Write REFORMAT for a one-to-many join: F1 is 60 bytes (master), F2 is 80 bytes (detail). Output should be master then detail. What is the output record length?
When would output row count exceed the number of records in file 1? When would it exceed the number in file 2?

Quiz

Test Your Knowledge

1. In a one-to-many join, what happens when file 1 has one record with key "X" and file 2 has five records with key "X"?

You get one output row (DFSORT keeps only the first match)
You get five output rows—the one F1 record is paired with each of the five F2 records, so five rows
You get an error because of duplicate keys
You get one row with F2 data concatenated

2. Which file is "one" and which is "many" in a one-to-many join?

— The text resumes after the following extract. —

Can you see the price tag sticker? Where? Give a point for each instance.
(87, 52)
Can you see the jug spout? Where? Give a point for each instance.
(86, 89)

F1 is always "one" and F2 is always "many"
It depends on the data: the file that has one record per key is "one," the file that has multiple records per key is "many." You can have one-to-many (e.g. F1 one, F2 many) or many-to-one (F1 many, F2 one)
The smaller file is "one"
You must specify with a JOIN option

3. In a left join with one-to-many (F1 one, F2 many), how many output rows do you get for a key that exists in both files?

One (left join keeps only one per key)
As many as there are F2 records with that key—each F1 record is written once per matching F2 record; unpaired F1 still produce one row each
The sum of F1 and F2 records for that key
At most one

4. What is a typical use case for a one-to-many join?

Only for debugging
Master–detail: e.g. one customer master (F1) joined to many orders (F2) on customer ID, so you get one row per order with customer data repeated on each row
Only when both files are small
Only with inner join

5. Can one-to-many produce more output rows than the total number of records in both input files?

No; output is always less than or equal to the sum of both files
Yes; for example if F1 has 100 records (one per key) and F2 has 500 records (many per key), you can get 500 or more output rows because each F1 row can match multiple F2 rows
Only with full outer join
Only when using REFORMAT